Für die Qualifikation als freier oder echter Dienstvertrag kommt es weder auf die Bezeichnung durch die Parteien noch darauf an, ob sie sich der rechtlichen Tragweite ihres Verhaltens bewusst waren. Maßgeblich ist vielmehr der Inhalt, dh. die tatsächliche Ausgestaltung der gegenseitigen Rechtsbeziehungen (stRSpr RIS-Justiz RS0014509).

Die Bestimmungsmerkmale der persönlichen Abhängigkeit müssen nicht alle vorliegen und können in unterschiedlicher Ausprägung bestehen. Entscheidend ist, ob die Merkmale der persönlichen Abhängigkeit ihrem Gewicht und der Bedeutung nach bei Anstellung einer Gesamtbetrachtung überwiegen. Dies ist aber eine Folge der Gewichtung der Umstände des Einzelfalles, sodass eine Rechtsfrage iSd § 46 Abs 1 ASGG nur dann vorliegt, wenn eine krasse Verkennung der Rechtslage durch das Berufungsgericht erfolgte (9 ObA 55/00d mwN).

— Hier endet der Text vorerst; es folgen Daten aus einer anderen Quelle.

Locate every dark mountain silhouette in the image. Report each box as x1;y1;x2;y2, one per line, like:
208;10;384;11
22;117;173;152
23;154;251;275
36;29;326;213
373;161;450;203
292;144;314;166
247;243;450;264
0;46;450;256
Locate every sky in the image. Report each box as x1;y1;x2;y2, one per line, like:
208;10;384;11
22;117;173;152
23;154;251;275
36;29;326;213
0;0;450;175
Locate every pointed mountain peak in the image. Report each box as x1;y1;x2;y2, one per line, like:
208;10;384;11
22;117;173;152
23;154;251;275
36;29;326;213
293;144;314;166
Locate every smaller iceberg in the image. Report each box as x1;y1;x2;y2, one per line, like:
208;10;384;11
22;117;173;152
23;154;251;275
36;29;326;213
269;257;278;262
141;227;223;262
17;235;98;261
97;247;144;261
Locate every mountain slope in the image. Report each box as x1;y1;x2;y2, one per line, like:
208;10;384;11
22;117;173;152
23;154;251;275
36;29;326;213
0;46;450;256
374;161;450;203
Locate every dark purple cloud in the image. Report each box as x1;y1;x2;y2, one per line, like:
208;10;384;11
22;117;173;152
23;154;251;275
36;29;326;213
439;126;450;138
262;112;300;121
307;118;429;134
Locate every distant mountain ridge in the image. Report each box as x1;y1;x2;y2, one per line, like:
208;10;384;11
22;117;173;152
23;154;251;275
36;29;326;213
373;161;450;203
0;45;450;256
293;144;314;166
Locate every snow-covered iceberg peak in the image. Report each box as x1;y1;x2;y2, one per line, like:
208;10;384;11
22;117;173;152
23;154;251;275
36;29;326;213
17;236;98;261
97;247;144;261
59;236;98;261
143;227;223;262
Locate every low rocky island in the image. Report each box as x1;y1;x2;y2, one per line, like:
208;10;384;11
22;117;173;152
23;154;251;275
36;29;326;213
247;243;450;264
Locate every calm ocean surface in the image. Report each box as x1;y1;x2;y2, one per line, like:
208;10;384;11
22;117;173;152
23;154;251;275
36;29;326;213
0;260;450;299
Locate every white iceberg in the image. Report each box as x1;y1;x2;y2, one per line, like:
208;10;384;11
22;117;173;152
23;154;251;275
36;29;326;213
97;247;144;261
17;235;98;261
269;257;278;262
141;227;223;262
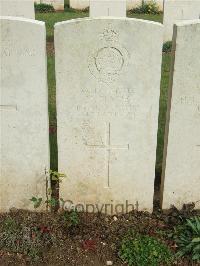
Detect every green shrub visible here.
[119,231,173,266]
[0,217,53,261]
[35,3,55,13]
[131,0,161,15]
[163,41,172,53]
[174,217,200,262]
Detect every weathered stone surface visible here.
[0,17,49,211]
[162,20,200,208]
[90,0,126,17]
[35,0,64,11]
[163,0,200,42]
[70,0,163,10]
[55,18,163,212]
[0,0,35,19]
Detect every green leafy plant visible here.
[63,210,79,226]
[174,217,200,262]
[119,231,173,266]
[163,41,172,53]
[49,170,67,183]
[131,0,161,15]
[30,197,42,209]
[34,3,55,13]
[0,216,53,261]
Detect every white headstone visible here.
[0,0,35,19]
[163,0,200,42]
[0,17,49,211]
[90,0,126,17]
[162,20,200,208]
[55,18,163,211]
[35,0,64,11]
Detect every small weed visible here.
[174,217,200,262]
[63,210,79,226]
[34,3,55,13]
[119,231,173,266]
[163,41,172,53]
[30,197,42,209]
[131,0,160,15]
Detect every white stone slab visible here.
[90,0,126,17]
[0,17,49,211]
[35,0,64,11]
[163,0,200,42]
[0,0,35,19]
[162,20,200,208]
[55,18,163,211]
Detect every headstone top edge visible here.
[175,19,200,27]
[54,17,164,29]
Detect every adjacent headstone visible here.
[35,0,64,11]
[0,0,35,19]
[163,0,200,42]
[55,18,163,213]
[0,17,49,211]
[90,0,126,17]
[162,20,200,209]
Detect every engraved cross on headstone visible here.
[86,123,129,187]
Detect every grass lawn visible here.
[36,11,171,181]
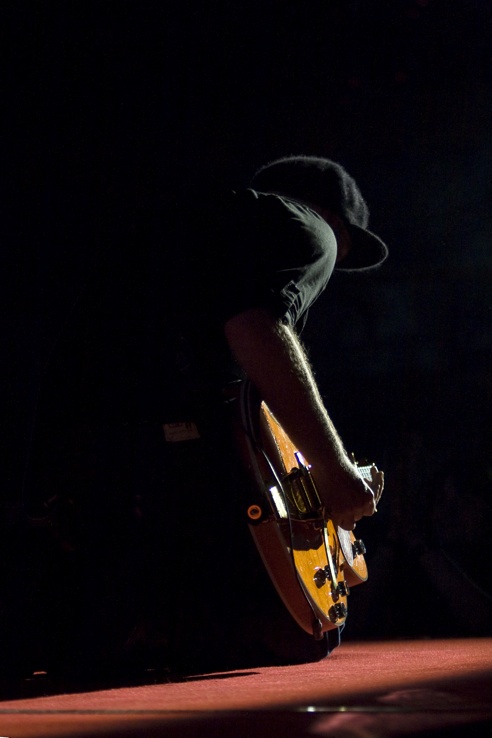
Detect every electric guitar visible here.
[230,382,381,639]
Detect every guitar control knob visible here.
[337,580,350,597]
[328,602,347,623]
[352,538,366,556]
[247,505,263,523]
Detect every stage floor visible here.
[0,638,492,738]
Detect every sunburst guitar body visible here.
[234,382,377,639]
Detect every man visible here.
[20,157,387,671]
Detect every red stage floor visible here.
[0,638,492,738]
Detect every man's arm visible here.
[225,309,375,530]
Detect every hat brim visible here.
[336,223,388,272]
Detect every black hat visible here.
[251,156,388,271]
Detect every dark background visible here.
[0,0,492,637]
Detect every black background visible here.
[0,0,492,637]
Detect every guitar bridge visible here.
[282,454,321,520]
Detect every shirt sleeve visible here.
[217,190,336,325]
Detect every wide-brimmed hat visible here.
[251,156,388,271]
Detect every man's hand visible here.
[313,458,383,530]
[224,309,382,530]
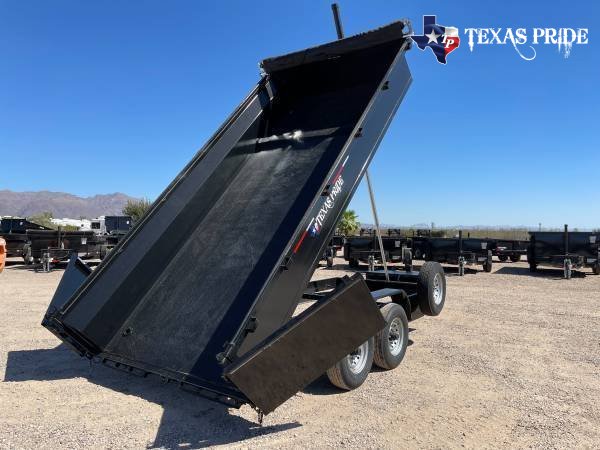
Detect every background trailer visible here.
[527,225,600,278]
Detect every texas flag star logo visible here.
[411,16,460,64]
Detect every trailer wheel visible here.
[417,261,446,316]
[23,244,33,266]
[327,337,375,391]
[373,303,408,370]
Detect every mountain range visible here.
[0,190,137,219]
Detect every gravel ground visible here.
[0,259,600,449]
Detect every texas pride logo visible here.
[411,16,460,64]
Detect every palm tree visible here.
[337,209,360,236]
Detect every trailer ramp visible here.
[43,22,411,412]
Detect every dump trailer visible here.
[91,216,133,259]
[43,21,445,413]
[411,231,496,275]
[527,225,600,279]
[492,239,529,262]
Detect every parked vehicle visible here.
[411,231,496,275]
[527,225,600,279]
[23,227,106,264]
[43,21,445,413]
[0,217,51,257]
[492,239,529,262]
[90,216,133,236]
[91,216,133,259]
[344,235,411,269]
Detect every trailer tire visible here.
[326,337,375,391]
[417,261,446,316]
[22,244,33,266]
[373,303,408,370]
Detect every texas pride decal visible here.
[411,16,460,64]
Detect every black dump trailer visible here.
[411,231,496,275]
[344,235,410,269]
[0,217,51,257]
[492,239,529,262]
[23,228,106,267]
[43,22,445,413]
[527,225,600,279]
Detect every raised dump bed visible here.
[43,22,445,412]
[527,225,600,279]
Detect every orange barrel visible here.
[0,238,6,272]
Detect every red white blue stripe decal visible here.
[294,155,350,253]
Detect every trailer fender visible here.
[225,274,386,414]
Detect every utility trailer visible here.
[90,216,133,259]
[344,236,410,270]
[492,239,529,262]
[527,225,600,279]
[43,21,445,414]
[411,231,496,276]
[0,217,51,257]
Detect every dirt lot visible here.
[0,260,600,448]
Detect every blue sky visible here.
[0,0,600,227]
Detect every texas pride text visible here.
[310,175,344,236]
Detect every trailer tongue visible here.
[43,22,420,412]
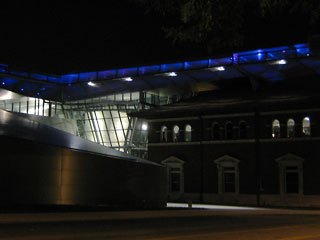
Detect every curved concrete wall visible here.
[0,136,166,208]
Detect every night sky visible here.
[0,0,316,74]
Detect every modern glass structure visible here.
[0,44,317,158]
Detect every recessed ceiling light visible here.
[164,72,178,77]
[210,66,226,72]
[88,81,96,87]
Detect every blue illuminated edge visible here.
[0,43,311,86]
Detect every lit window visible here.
[226,122,233,139]
[276,153,304,197]
[184,124,192,142]
[287,118,295,138]
[172,125,179,142]
[160,126,168,142]
[302,117,311,136]
[214,155,240,194]
[211,123,220,140]
[141,123,148,131]
[239,121,247,139]
[161,156,184,200]
[272,119,280,138]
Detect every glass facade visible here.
[0,90,172,158]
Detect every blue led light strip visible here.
[0,43,311,85]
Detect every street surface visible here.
[0,204,320,240]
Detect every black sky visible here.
[0,0,316,74]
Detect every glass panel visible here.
[226,123,233,139]
[287,119,295,138]
[302,117,311,136]
[212,123,220,139]
[224,172,235,192]
[160,126,168,142]
[239,122,247,139]
[170,172,180,192]
[272,119,280,138]
[172,125,179,142]
[184,125,191,142]
[286,172,299,193]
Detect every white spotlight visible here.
[123,77,133,82]
[164,72,178,77]
[209,66,226,72]
[141,123,148,131]
[274,59,287,65]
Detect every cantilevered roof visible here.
[0,44,320,101]
[0,110,157,165]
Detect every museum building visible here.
[0,40,320,207]
[132,40,320,207]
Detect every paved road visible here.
[0,205,320,240]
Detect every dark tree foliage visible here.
[133,0,320,54]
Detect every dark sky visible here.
[0,0,316,74]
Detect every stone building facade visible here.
[139,93,320,207]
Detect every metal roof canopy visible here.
[0,44,320,102]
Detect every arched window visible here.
[172,125,179,142]
[161,156,184,200]
[160,126,168,142]
[239,121,247,139]
[184,124,192,142]
[211,123,220,140]
[272,119,280,138]
[302,117,311,136]
[287,118,295,138]
[214,155,240,194]
[226,122,233,139]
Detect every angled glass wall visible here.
[0,89,177,158]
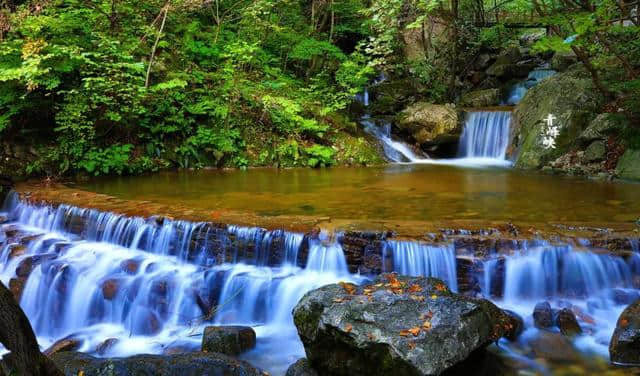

In Übereinstimmung mit der Rechtsprechung hat das Berufungsgericht auch eine Bindung an die Beurteilung des vorliegenden Vertragsverhältnisses verneint.

Nach der neueren Rechtsprechung (3 Ob 37/94 = SZ 67/64; 5 Ob 17/99g = immolex 1999/126; zuletzt 9 ObA 287/00x) umfasst die Bindung der Gerichte an die Bescheide der Verwaltungsbehörde nicht die auf einen bestimmten Sachverhalt gestützte Beurteilung der Rechtsfrage. Eine Vorfragenentscheidung iSd § 190 ZPO liegt nämlich nicht vor, wenn zwei verschiedene Entscheidungen über Rechte und Pflichten zu ergehen haben, die von den verschiedenen Behörden nach verschiedenen Gesichtspunkten zu fällen sind, etwa dergestalt, dass das Gericht die privatrechtliche Zulässigkeit bestimmter Vorgänge zu beurteilen hat, über die von der Verwaltungsbehörde nach den Verwaltungsvorschriften nur vom öffentlich-rechtlichen Standpunkt aus zu entscheiden war (immolex 1999/126 mwN). Die Bindung der Gerichte an Bescheide der Verwaltungsbehörde umfasst daher nicht deren rechtliche Beurteilung, mag sie auch auf identer Sachverhaltsgrundlage beruhen (vgl zuletzt 9 ObA 287/00x, wo auf Grund dieser Erwägungen eine Bindung an die Beurteilung des Sozialversicherungsträgers über den Bestand eines Arbeitsverhältnisses verneint wurde). Soweit daher die Finanzbehörde die Tätigkeit des Klägers als freien, der Einkommenssteuerpflicht unterliegenden Dienstvertrag gewertet haben mag, hat sie dabei lediglich den öffentlich-rechtlichen Standpunkt beurteilt, ohne damit das ordentliche Gericht in seiner privatrechtlichen Beurteilung binden zu können.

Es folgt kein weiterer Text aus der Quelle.